Hommage donc aux pleutres qui se refusent à entrer dans l’action. Ils sont ulcérés par les événements, scandalisés, hors d’eux, mais dès qu’on leur dit: « engage-toi avec nous », ils discutent et cherchent par mille moyens de se tirer d’affaire sans une égratignure :
– « vous n’êtes pas sérieux »:
si, parfaitement, pourquoi ?
– « ça ne marchera pas » :
- – avez-vous travaillé autant la question que nous ?
- – il faut faire quelque chose et ceci est le plus sûr d’y arriver, avez-vous une autre option ?
- – avez-vous évalué scientifiquement les probabilités d’échec ? En fait, vous dites cela sans savoir.
– « C’est manipulateur »:
recruter, mobiliser, ça fait bouger des gens.
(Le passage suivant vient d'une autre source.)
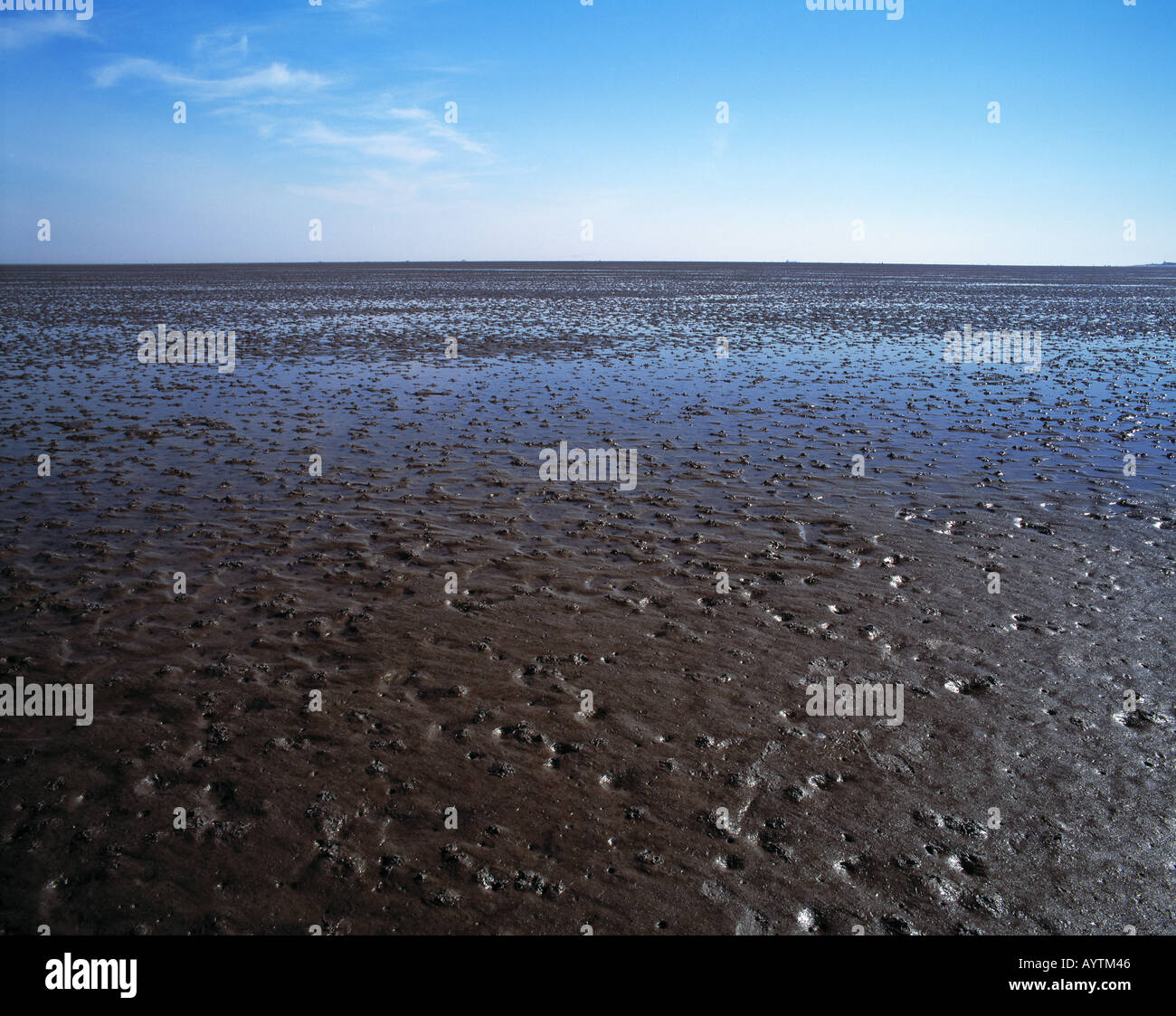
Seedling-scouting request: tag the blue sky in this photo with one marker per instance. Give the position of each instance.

C’est ce que vous appelez « manipuler » ?
« Qui êtes-vous et qui représentez-vous ? »
(comme si un réseau allait balancer son organigramme)
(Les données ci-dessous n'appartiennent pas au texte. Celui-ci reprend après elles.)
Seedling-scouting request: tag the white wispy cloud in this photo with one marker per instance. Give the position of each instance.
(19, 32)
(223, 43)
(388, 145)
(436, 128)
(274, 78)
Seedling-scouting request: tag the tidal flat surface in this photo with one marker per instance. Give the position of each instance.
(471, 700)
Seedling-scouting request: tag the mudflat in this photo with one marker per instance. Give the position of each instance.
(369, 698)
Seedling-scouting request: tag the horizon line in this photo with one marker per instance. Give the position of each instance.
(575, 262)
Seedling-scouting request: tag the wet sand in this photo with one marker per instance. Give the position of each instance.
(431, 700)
– « Quels sont vos moyens ? »
(sous-entendu « si je ne touche pas un énorme armement, je ne ferai rien » : on pense aux soldats allemands qui sur le Front de l’Est ont été des lions sans presque plus de munitions)
– « Quel serait mon grade ? »
(ceux-là, ils ne se mouchent pas du pied)
– « ce genre d’action ne contribuera pas à la victoire »
(assertion gratuite mais qui marque bien son lâche).
– « Les pouvoirs publics se feront un plaisir de reconstruire voire de poursuivre leur propagande ailleurs »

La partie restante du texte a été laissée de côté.